Несмотря на формальность проверки, задерживаться на Кузнецком мосту контрабандисты не стали и поспешили убраться со станции. Снова оказавшись в туннеле, Башка вытащил из бокового кармана своего рюкзака увесистую металлическую фляжку, с удовольствием сделал из нее несколько глотков и передал Самокату. Тот тоже приложился к горлышку и после недолгого колебания протянул ее Гончей. Контрабандисты ее удивили: внутри оказался не самогон и не брага, а крепкий чай. Хороший чай! Гончая с трудом себя остановила, чтобы не допить все до конца.
– Хороший чаек. Спасибо, – она благодарно кивнула и возвратила фляжку Башке. – С ВДНХ?
– Оттуда.
Гончая рассчитывала на более развернутый ответ, и все-таки это уже был разговор. План сработал.
– В Печатниках вон тоже чай варганят, – сказала она. – Даже на Полежаевской пытались, да только им же и потравились. А представляете, если бы они свою отраву по всему метро продавать начали?
– Не мели, чего не знаешь! – огрызнулся Башка. – Не от чая там все передохли! Да и не делали на Полежаевской никакого чая.

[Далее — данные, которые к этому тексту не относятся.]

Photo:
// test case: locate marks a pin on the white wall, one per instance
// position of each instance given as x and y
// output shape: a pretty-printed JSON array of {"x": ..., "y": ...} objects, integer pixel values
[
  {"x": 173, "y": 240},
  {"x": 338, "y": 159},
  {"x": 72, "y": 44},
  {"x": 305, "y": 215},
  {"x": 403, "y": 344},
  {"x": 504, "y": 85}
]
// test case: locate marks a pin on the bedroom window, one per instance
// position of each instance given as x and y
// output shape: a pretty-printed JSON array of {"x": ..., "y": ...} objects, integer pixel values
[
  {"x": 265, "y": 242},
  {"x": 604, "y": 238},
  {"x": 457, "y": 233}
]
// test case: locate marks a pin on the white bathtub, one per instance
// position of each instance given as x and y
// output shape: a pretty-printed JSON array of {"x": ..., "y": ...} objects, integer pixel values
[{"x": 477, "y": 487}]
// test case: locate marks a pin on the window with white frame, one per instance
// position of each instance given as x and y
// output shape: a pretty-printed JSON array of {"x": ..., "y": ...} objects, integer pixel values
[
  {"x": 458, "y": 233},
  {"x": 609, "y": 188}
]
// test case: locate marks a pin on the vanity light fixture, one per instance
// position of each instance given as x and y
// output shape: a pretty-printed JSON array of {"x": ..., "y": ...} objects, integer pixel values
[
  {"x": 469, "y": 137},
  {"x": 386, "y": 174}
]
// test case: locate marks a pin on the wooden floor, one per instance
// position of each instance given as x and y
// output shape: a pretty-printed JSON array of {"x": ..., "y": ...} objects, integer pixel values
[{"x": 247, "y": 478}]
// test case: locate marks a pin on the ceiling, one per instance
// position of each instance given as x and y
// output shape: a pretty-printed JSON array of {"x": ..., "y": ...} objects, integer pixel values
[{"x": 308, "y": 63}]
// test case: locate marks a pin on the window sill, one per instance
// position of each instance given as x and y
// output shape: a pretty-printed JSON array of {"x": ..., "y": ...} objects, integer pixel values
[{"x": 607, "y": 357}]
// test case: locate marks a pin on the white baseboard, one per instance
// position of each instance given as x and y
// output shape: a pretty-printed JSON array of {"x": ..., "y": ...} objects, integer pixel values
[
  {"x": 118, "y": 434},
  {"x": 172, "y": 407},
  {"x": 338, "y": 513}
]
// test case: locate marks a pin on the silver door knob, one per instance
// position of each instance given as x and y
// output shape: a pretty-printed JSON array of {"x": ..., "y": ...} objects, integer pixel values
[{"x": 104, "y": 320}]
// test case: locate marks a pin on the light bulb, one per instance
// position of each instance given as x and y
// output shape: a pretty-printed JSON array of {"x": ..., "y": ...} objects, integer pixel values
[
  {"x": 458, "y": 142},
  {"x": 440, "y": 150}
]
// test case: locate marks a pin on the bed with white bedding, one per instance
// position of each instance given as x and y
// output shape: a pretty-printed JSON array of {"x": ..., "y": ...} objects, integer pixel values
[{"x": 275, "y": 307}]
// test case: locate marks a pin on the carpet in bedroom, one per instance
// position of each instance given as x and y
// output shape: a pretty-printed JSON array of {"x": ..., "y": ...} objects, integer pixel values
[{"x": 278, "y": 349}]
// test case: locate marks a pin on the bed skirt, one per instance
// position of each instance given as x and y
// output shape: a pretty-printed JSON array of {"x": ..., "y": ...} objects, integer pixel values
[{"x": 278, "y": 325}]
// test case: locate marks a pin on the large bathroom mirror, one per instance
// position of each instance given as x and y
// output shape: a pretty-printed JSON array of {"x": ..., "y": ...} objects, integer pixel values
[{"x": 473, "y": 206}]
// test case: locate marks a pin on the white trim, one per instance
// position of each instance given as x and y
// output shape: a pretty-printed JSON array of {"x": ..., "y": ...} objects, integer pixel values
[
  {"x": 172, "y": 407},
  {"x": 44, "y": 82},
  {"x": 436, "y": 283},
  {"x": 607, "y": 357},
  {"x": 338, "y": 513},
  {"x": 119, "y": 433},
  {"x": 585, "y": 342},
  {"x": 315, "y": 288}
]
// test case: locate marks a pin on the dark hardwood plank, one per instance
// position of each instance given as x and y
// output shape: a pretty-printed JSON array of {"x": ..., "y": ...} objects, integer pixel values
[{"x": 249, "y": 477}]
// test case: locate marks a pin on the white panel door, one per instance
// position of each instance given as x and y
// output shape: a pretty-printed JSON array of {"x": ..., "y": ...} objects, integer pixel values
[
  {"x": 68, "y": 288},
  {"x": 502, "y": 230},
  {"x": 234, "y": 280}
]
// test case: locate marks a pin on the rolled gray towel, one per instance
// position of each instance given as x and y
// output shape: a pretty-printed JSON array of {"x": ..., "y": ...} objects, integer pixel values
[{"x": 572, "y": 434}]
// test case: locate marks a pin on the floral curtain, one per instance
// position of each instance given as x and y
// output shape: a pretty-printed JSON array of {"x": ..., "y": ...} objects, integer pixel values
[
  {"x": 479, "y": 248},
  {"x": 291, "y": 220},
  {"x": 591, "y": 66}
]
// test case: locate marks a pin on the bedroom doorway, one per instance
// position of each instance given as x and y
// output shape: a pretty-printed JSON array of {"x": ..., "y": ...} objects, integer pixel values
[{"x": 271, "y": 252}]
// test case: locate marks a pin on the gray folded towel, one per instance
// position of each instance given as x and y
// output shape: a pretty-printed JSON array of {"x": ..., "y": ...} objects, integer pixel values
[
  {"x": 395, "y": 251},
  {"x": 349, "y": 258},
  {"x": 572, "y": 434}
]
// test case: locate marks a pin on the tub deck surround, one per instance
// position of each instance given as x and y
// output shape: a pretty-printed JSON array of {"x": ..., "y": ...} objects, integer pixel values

– А от чего? – насела на него Гончая. Самокату тоже стало любопытно, и он уставился на напарника с не меньшим интересом.
– Никто не знает, – уступил их настойчивым взглядам Башка. – Те, кто побывал на Полежаевской, разное говорят. И что бандиты на станцию напали, и что мутанты с поверхности пробрались, и что жители сами друг друга перебили.
Все это Гончая уже слышала, но ее интересовало другое.
– А кто мог там побывать? Станция-то на отшибе.
– Ну так что с того? – возразил Башка. – Люди-то заходят. Челноки с Беговой или у кого родня на соседних станциях.
– Я слышал, туда сталкеры с поверхности спустились, – присоединился к разговору Самокат. – Когда уходили, на Полежаевской все нормально было, а вернулись – ни одной живой души. А у них там семьи: жены, дети. Как с ума не сошли, не знаю.
– Брехня! – отрезал Башка. – Никто там не выжил. Все сдохли, разом.
– И про сталкеров брехня? – не унималась Гончая, но во второй раз вызвать на откровенность неразговорчивого контрабандиста уже не удалось.
– Брехня – не брехня, вяжем базар! – сурово сказал он. – В туннелях о таких вещах лучше не говорить. Беду накличешь. Да и вообще лучше не болтать, если жить охота.
Сказано это было таким тоном, что Гончая сразу поняла: о сталкерах, побывавших на Полежаевской, от контрабандистов она больше ничего не услышит.
Какое-то время челноки шагали молча, пока на пути не стали попадаться расклеенные по стенам печатные листовки, призывающие всех полноценных людей беспощадно бороться с заселяющими метро мутантами. Самокат сорвал одну из них, бегло пробежал глазами напечатанный текст, но не смял и не выбросил, а дважды сложил пополам и спрятал в нагрудный карман своего армейского бушлата.
– Во, делать фашикам нечего! – усмехнулся он.
– Пускай, лишь бы к нам не лезли, – хмуро ответил Башка.
Гончая ничего не сказала. Судя по расклеенным листовкам, до внешнего блокпоста осталось не более двухсот метров, и нужно было срочно решить, как действовать в случае осложнения ситуации.
Первое, что бросалось в глаза на подходе к Пушкинской, это висящий над путями и подсвеченный снизу прожектором широкий фанерный щит. На листе светлой фанеры черной краской было выведено крупными буквами «СМЕРТЬ ВЫРОДКАМ».